Wendy Mass has written 31 novels. Many of her novels, including 11 Birthdays, are coming-of-age stories that incorporate a magical element. Mass aims to inspire her audience of children, preteens, and teenagers through her works, which urge readers to live authentically and to treat others with kindness. 11 Birthdays is the first of five novels in Mass’s Willow Falls series.
In 11 Birthdays, both Leo and Amanda learn about the importance of prioritizing authenticity over the good opinions of others. This message runs through many of Mass’s works; she is aware that her young audience is at a stage of life where peer pressure and bullying are particularly prevalent, and her characters’ journeys model resilience and the importance of being true to oneself. For example, in Mass’s novel Every Soul a Star, a wise character counsels another that “[t]he trick is that as long as you know who you are, and what makes you happy, it doesn’t matter how others see you.”

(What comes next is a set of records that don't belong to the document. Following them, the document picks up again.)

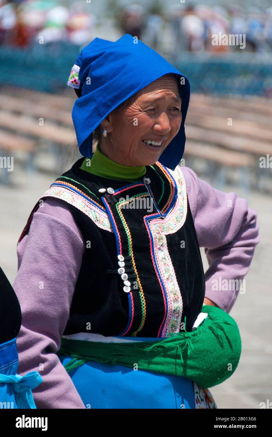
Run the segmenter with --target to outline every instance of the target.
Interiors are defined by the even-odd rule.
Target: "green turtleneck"
[[[102,153],[97,146],[90,161],[90,165],[87,165],[87,158],[83,161],[80,168],[102,177],[117,180],[127,180],[134,182],[141,180],[145,173],[145,166],[127,167],[117,164]]]

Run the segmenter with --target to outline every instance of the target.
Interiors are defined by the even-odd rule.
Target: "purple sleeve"
[[[205,297],[229,312],[259,242],[256,211],[235,193],[223,193],[182,169],[198,242],[205,247],[209,267]]]
[[[68,208],[48,199],[34,213],[17,248],[13,287],[22,311],[17,339],[18,372],[37,370],[43,381],[33,390],[37,408],[85,408],[56,353],[69,316],[84,244]]]

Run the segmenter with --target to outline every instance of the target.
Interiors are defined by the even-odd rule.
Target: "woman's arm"
[[[199,245],[209,263],[205,298],[229,312],[239,287],[245,291],[243,278],[259,241],[257,213],[234,193],[216,190],[188,167],[182,171]]]
[[[69,317],[84,245],[69,210],[48,199],[17,246],[13,284],[22,321],[17,342],[19,372],[37,370],[43,382],[33,390],[38,408],[84,408],[56,353]]]

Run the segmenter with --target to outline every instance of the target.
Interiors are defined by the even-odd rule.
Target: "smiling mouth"
[[[152,149],[160,149],[164,143],[165,140],[162,141],[151,141],[151,140],[142,139],[142,142],[145,146],[151,147]]]

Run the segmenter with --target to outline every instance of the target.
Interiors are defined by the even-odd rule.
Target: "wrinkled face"
[[[162,76],[132,96],[101,122],[100,148],[123,165],[151,165],[159,158],[181,124],[181,100],[175,76]]]

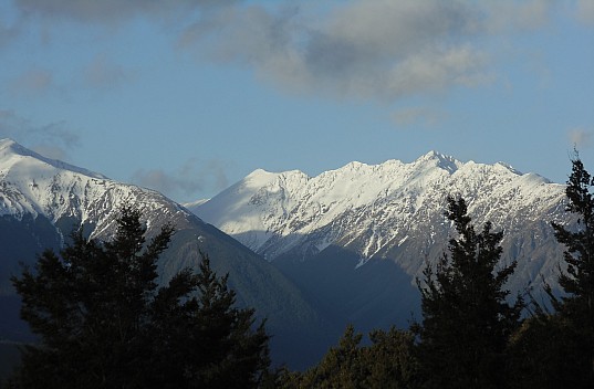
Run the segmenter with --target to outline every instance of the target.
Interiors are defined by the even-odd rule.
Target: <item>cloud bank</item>
[[[139,169],[133,174],[132,182],[157,190],[170,198],[186,197],[196,200],[198,192],[220,191],[227,188],[229,181],[226,168],[226,164],[219,160],[190,159],[173,171]]]
[[[553,3],[15,0],[27,14],[83,23],[174,18],[177,46],[200,61],[251,69],[292,93],[384,102],[494,82],[494,54],[486,40],[542,28]],[[575,4],[587,20],[588,4]],[[105,65],[96,63],[86,76],[94,83],[123,76],[115,64]]]
[[[12,138],[39,154],[66,160],[69,150],[79,146],[79,133],[58,122],[35,125],[10,109],[0,109],[0,138]]]

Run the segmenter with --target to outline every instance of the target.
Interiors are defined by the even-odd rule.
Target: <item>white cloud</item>
[[[114,23],[137,15],[164,17],[195,9],[221,7],[232,0],[14,0],[25,13],[80,22]]]
[[[17,95],[39,95],[54,86],[52,72],[45,69],[28,70],[10,83],[10,91]]]
[[[61,160],[80,141],[79,133],[64,122],[35,125],[11,109],[0,109],[0,138],[14,139],[45,157]]]
[[[447,114],[429,107],[406,107],[392,114],[394,124],[398,127],[408,127],[420,124],[433,127],[447,117]]]
[[[139,169],[132,176],[132,182],[157,190],[173,199],[196,200],[205,190],[219,191],[228,186],[226,164],[220,160],[201,161],[190,159],[181,167],[164,169]]]
[[[579,150],[590,148],[592,146],[593,135],[584,128],[573,128],[567,133],[570,141]]]

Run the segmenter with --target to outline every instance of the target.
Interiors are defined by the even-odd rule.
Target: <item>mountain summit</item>
[[[229,274],[238,304],[268,318],[267,329],[277,336],[273,356],[300,362],[308,333],[320,323],[278,269],[161,193],[45,158],[10,139],[0,140],[0,339],[22,340],[24,333],[9,281],[21,271],[19,263],[33,264],[45,249],[61,250],[79,228],[91,238],[110,240],[123,204],[142,211],[149,238],[164,223],[176,228],[158,263],[160,282],[185,267],[197,269],[199,252],[206,252],[220,275]]]

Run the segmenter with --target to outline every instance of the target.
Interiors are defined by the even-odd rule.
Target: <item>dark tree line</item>
[[[268,375],[269,336],[235,307],[227,276],[202,255],[157,287],[157,260],[174,229],[148,244],[140,212],[121,210],[113,241],[82,231],[12,282],[41,343],[27,346],[14,388],[250,388]]]

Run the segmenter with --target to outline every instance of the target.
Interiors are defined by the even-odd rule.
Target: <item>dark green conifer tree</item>
[[[564,338],[572,345],[565,355],[571,360],[566,381],[574,388],[594,387],[594,178],[586,171],[580,156],[572,160],[572,174],[565,195],[566,211],[576,217],[574,225],[552,223],[555,238],[566,246],[563,260],[566,272],[560,271],[559,285],[564,294],[551,296],[557,322],[563,323]]]
[[[553,307],[539,307],[510,343],[513,388],[594,388],[594,179],[576,154],[567,180],[569,225],[552,223],[566,246],[562,295],[545,286]]]
[[[145,244],[140,212],[121,210],[107,243],[73,234],[60,255],[12,282],[40,344],[23,350],[22,388],[250,388],[269,366],[263,323],[233,307],[208,257],[158,288],[157,261],[174,233]]]
[[[499,388],[506,376],[506,347],[519,326],[523,302],[507,301],[503,288],[515,263],[498,269],[502,232],[487,222],[480,233],[466,201],[448,197],[445,213],[458,233],[434,270],[417,280],[423,323],[419,358],[429,388]]]

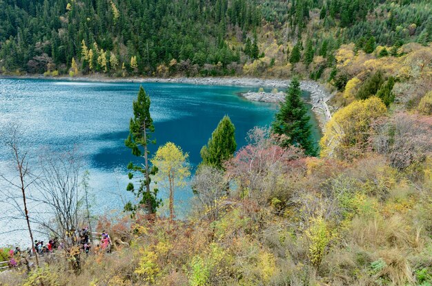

Mass also impresses on her readers the importance of empathy; many of her characters, both protagonists and side characters, suffer silently with feelings of sadness and loneliness or struggle with decisions or challenges that other characters are unaware of. Through these characters, Mass reminds her audience that it is impossible to know how others are feeling, and therefore that it is important to treat people with gentleness and kindness. In The Candymakers, one character reminds another to “[b]e kind, for everyone you meet is fighting a battle you know nothing about.” By creating characters who feel excluded or upset, Mass normalizes these feelings and challenges for the readers, who may have similar experiences (Mass, Wendy. “About Me.” Wendy Mass, 2023).
This trope, named after the 1993 film Groundhog Day, refers to a storyline where a character (or characters) is trapped in a loop of a perpetually repeating day. All characters experience the replay of the day, but only the focal character (or characters, as in 11 Birthdays) is aware of phenomenon and usually finds it maddening and frustrating.
To break the cycle of repeating time, the main character(s) must discover what is causing the loop and make a change or correction to allow time to return to its usual passage. This change often involves characters righting a wrong, such as in the case of Amanda and Leo in 11 Birthdays, who need to repair their friendship to break the enchantment that forces them to repeat their 11th birthday (“Groundhog Day Loop.” TV Tropes, 2023).